Entregada al monstruo

Cuando la luz de los faros acabó por perderse al final de la curva, una oleada de alivio inundó su cuerpo.
No hay mayor consuelo que el que trae la oscuridad, ni mejor refugio que el que te proporciona el viento y las sombras.

El paso de los meses había convertido al frío en su compañero de viaje, un cruel acompañante que disfrutaba clavando miles de alfileres en su oscura piel,
y esa noche el frío se reía burlón y se cebaba con ella por ir desnuda, en medio de una carretera, en pleno mes de enero.

Solo le quedaba un tibio recuerdo de lo que un día fue una vida normal.
Una vida en la que había hambre, pero no golpes.
una vida en la que había esperanza y no lágrimas,
una vida en la que el frío se combatía con mantas, y no dentro de coches que huelen a tabaco y son conducidos por monstruos que miran ebrios de odio.

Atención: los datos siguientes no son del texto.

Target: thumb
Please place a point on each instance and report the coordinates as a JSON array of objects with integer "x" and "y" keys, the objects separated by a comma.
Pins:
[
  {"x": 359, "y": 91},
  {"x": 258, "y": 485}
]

Apenas recordaba lo que era una cara amable, e incluso había olvidado la cara de su madre por miedo a que apareciese en sus sueños y le hiciera darse cuenta de que su vida ya no era una vida.
Que le recordara que se había equivocado.

Un motor volvió a susurrar en el horizonte.
Activó el bloqueo de sus sentimientos, y los recuerdos del pasado y su madre volvieron a quedar recluidos en lo más profundo de su ser.
Pero lo que no hizo fue enjugarse las lágrimas que se habían abierto paso desde ese rincón oscuro del alma.
Quería que él la viera así, que aunque no pudiera lucha contra el monstruo al menos le llegara algo de su dolor y su pena.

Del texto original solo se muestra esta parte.